National Nuclear Security Administration: Additional Actions Needed to Collect Common Financial Data, Jan 31, 2019

This post first appeared on GAO Reports. Read the original article.

What GAO Found

The National Nuclear Security Administration (NNSA)—a semiautonomous agency within the Department of Energy (DOE)—and Consolidated Nuclear Security, LLC (CNS)—the management and operating (M&O) contractor for the Y-12 National Security Complex (Y-12) in Tennessee and the Pantex Plant (Pantex) in Texas—implemented a consolidated business system for the two sites. CNS, NNSA, and DOE generally followed DOE guidance as well as leading project management and information technology investment practices for three areas of project management that may be useful in identifying problems that can arise after a system is implemented. Specifically, they (1) developed required plans and documents to support critical decisions on information technology projects, (2) generally followed leading practices for risk management, and (3) initiated a review by the investment review board during the system’s operations and maintenance phase.

With regard to NNSA’s broader effort to implement common financial reporting across its eight sites, GAO found that NNSA’s progress on seven key implementation steps has varied (see table). For example, NNSA is not pursuing an important step to implement a common work breakdown structure—a method of dividing a project into successive levels of detail—as required by the National Defense Authorization Act for Fiscal Year 2017 (the act). All of NNSA’s program offices had not accepted a common work breakdown structure, in part because program office leaders do not agree one is needed. According to GAO leading practices, not doing so causes difficulty in comparing costs across programs and contractors, which is the purpose of common financial reporting. Without pursuing this approach, the effort may not result in reliable, enterprise-wide financial data that meets the needs of Congress and improves NNSA’s ability to report the total costs of its programs.

NNSA Progress toward Implementing Common Financial Reporting, as of December 2018



Identify an approach and develop a tool


Develop a policy

Not yet completed

Establish common cost elements and definitions


Identify and report costs for programs of record and base capabilities

Not yet completed

Implement a common work breakdown structure

Not pursuing

Collect financial data from M&O contractors

Not yet completed

Publish and analyze data

Not yet completed

Source: GAO analysis of NNSA documents and interviews with NNSA officials.| GAO-19-101

In addition, NNSA generally has not followed six project management leading practices, including one that emphasizes the importance of collecting and documenting stakeholder requirements to define project scope.
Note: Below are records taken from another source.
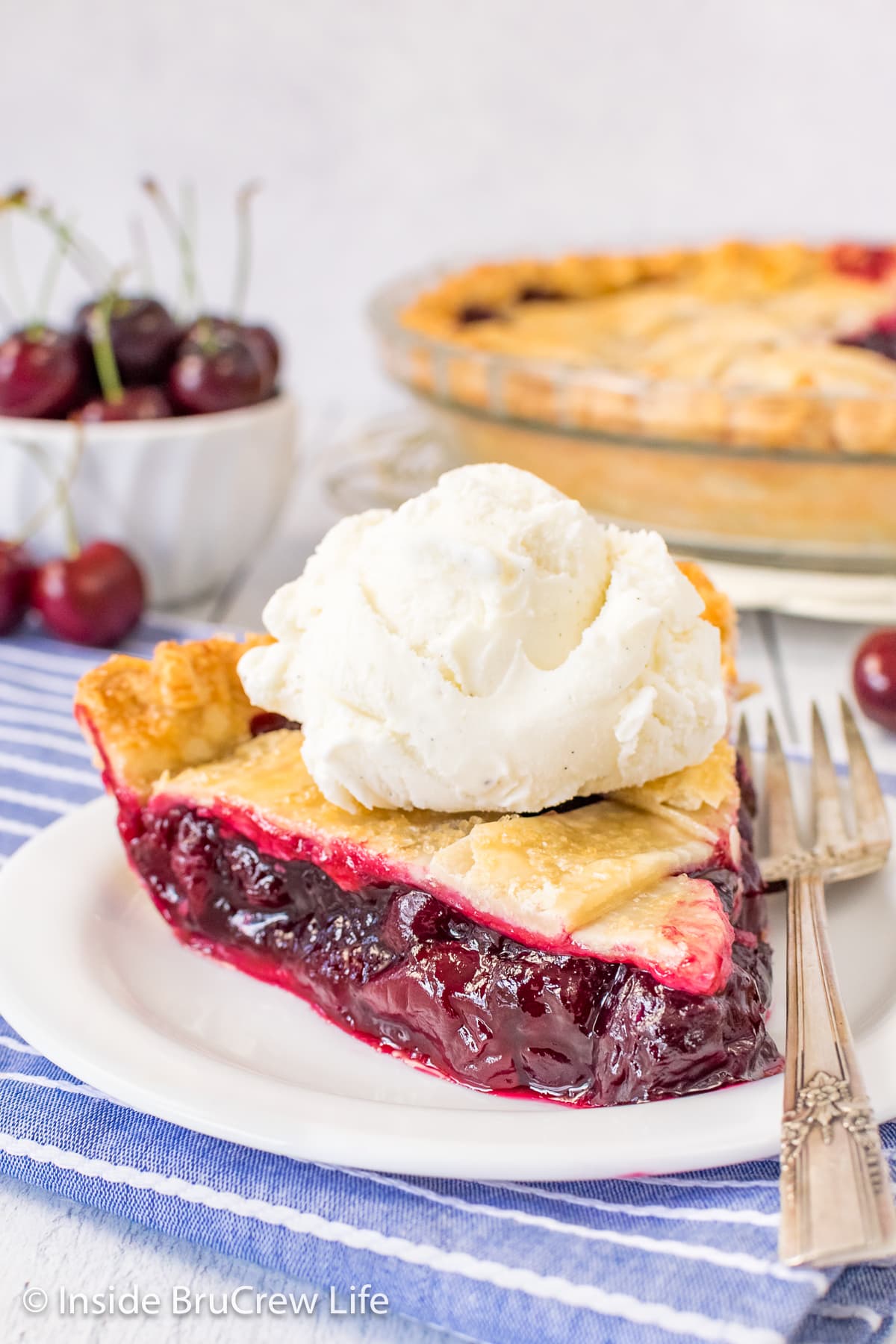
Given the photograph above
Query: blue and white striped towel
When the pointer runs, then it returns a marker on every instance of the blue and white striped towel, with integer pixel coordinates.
(623, 1261)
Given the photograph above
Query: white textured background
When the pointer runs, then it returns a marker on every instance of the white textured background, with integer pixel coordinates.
(391, 132)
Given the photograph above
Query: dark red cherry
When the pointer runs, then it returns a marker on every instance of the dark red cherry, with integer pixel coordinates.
(40, 373)
(134, 403)
(270, 343)
(15, 585)
(220, 367)
(144, 336)
(875, 678)
(94, 598)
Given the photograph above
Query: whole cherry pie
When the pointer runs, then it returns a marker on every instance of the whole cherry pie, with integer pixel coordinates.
(609, 949)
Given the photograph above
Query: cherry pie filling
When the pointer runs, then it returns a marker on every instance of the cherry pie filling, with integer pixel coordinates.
(399, 968)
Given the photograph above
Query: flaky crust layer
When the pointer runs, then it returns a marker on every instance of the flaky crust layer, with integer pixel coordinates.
(184, 707)
(734, 344)
(605, 880)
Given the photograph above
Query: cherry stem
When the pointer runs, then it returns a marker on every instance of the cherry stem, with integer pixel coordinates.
(52, 272)
(181, 237)
(243, 248)
(90, 262)
(143, 255)
(104, 355)
(13, 270)
(60, 497)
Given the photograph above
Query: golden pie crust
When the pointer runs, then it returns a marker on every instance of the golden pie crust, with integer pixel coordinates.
(729, 344)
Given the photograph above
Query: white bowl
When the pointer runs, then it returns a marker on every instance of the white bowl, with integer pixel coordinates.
(193, 497)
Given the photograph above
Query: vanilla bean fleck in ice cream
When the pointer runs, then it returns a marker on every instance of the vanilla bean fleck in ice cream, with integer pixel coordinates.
(489, 647)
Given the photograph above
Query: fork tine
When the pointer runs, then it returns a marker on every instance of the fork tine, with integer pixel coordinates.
(744, 750)
(783, 838)
(830, 830)
(872, 823)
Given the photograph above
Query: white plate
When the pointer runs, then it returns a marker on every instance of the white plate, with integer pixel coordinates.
(93, 977)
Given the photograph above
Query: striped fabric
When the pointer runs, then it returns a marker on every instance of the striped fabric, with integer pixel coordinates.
(625, 1261)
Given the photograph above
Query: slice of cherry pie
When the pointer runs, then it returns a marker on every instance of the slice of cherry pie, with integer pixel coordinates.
(608, 951)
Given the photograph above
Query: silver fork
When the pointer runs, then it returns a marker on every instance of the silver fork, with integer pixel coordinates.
(836, 1198)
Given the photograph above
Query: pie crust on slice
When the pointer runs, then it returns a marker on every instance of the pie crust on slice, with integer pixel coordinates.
(603, 952)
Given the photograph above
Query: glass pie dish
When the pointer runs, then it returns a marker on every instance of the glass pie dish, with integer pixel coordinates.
(790, 477)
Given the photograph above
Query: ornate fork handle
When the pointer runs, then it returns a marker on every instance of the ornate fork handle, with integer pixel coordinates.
(836, 1207)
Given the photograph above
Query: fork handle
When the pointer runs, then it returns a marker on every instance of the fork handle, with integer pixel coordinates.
(836, 1199)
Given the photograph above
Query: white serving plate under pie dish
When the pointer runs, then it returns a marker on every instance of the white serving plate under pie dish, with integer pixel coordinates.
(99, 983)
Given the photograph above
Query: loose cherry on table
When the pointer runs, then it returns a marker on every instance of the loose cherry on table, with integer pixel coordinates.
(15, 585)
(134, 403)
(875, 678)
(222, 366)
(40, 373)
(144, 336)
(97, 597)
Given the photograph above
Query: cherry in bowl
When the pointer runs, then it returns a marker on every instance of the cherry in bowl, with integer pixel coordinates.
(139, 403)
(220, 366)
(40, 373)
(143, 332)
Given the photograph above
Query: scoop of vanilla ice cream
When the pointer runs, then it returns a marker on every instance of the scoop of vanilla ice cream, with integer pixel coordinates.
(489, 647)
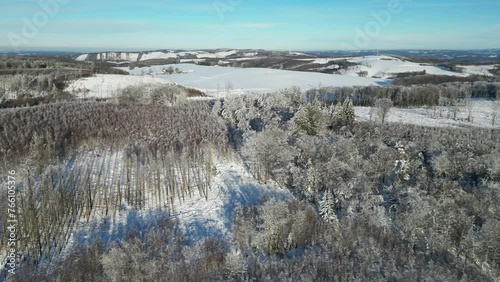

NNSA officials said the act included the basic requirements and project scope, and therefore stakeholders only needed to provide input on how to meet requirements in the act rather than identify their own; this input was not documented. However, the act did not provide specific or detailed requirements. Without collecting and documenting stakeholder requirements, NNSA will not have assurances that data will meet stakeholder needs, which could limit the effectiveness of the effort.

Why GAO Did This Study

GAO has identified challenges in determining and comparing costs across NNSA’s eight sites. Congress needs this information to carry out its oversight responsibilities and make budgetary decisions. The National Defense Authorization Act for Fiscal Year 2017 required NNSA to implement a common financial reporting system across all sites. Separately, in 2013, NNSA awarded a single M&O contract for the Y-12 and Pantex sites, which included a requirement to consolidate the two sites’ business systems.

An explanatory statement accompanying the act included a provision for GAO to review the agency’s progress. This report examines (1) the status of the effort to consolidate the business systems at Y-12 and Pantex and the extent to which CNS and NNSA followed guidance and leading practices, and (2) the steps NNSA has taken in implementing common financial reporting across all eight sites and the extent to which this effort follows leading practices. GAO reviewed documentation for both efforts and compared it with leading practices, and interviewed NNSA officials and M&O contractors.

What GAO Recommends

GAO is making seven recommendations, including that NNSA should implement a common work breakdown structure and should follow leading practices to collect and document requirements to define project scope. NNSA generally agreed with six recommendations and neither agreed nor disagreed with one. GAO maintains that the recommendations are valid.